Perguntas Frequentes

Núcleo de Cooperação Judiciária

O que é o Núcleo de Cooperação Judiciária?

O Núcleo de Cooperação Judiciária é uma estrutura criada no âmbito dos tribunais para promover a comunicação, a colaboração e o compartilhamento de informações entre magistrados e órgãos do Poder Judiciário, visando à solução mais célere e eficaz de processos que envolvem mais de um juízo ou tribunal Em cumprimento à Resolução CNJ 350, de 27 de outubro de 2020, do Conselho Nacional de Justiça.

Qual é a finalidade do Núcleo?

A principal finalidade é facilitar a cooperação entre diferentes órgãos judiciais, evitando duplicidade de esforços, acelerando a tramitação processual e garantindo maior eficiência e uniformidade nas decisões.

Quem faz parte do Núcleo?

O Núcleo é composto por magistrados designados como juízes cooperantes, sob a coordenação de um magistrado responsável (geralmente indicado pela Presidência do Tribunal).
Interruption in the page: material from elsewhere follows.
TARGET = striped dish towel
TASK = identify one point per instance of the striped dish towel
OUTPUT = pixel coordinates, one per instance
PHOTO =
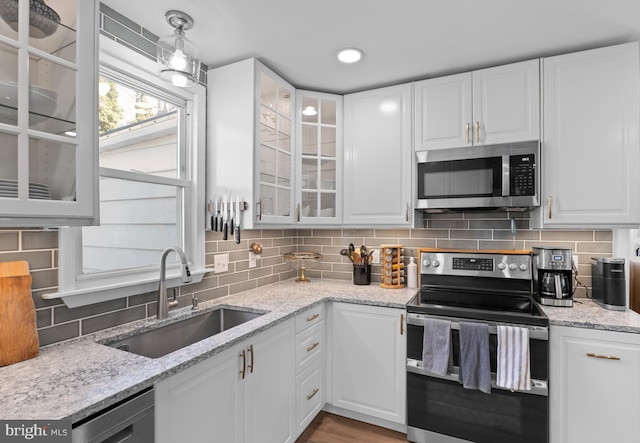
(513, 370)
Também podem participar servidores de apoio administrativo.

Quais são as principais atividades do Núcleo?
  • Promover a cooperação entre juízos de diferentes competências ou regiões;

  • Auxiliar na tramitação de processos que envolvam múltiplas jurisdições;

  • Facilitar o cumprimento de cartas precatórias, ordens judiciais e atos de cooperação;

  • Elaborar orientações e boas práticas para magistrados e servidores;

  • Mediar conflitos de competência ou de atribuição entre juízos.

Como a cooperação judiciária é realizada?

A cooperação pode ser feita por atos diretos de comunicação entre magistrados, sem necessidade de formalidades excessivas, respeitando sempre o devido processo legal. Também pode envolver o uso de sistemas eletrônicos e reuniões interinstitucionais.

O Núcleo pode interferir em decisões judiciais?

Não. O Núcleo não possui poder decisório sobre os processos. Sua função é facilitar a comunicação e a execução de medidas cooperativas, respeitando a independência funcional dos magistrados.

Quais são os benefícios da cooperação judiciária?
  • Redução do tempo de tramitação processual;

  • Melhoria na eficiência da prestação jurisdicional;

  • Maior uniformidade nas decisões;

  • Diminuição de retrabalho e de conflitos de competência;

  • Fortalecimento da cultura de diálogo institucional.

Como um magistrado pode solicitar apoio ao Núcleo?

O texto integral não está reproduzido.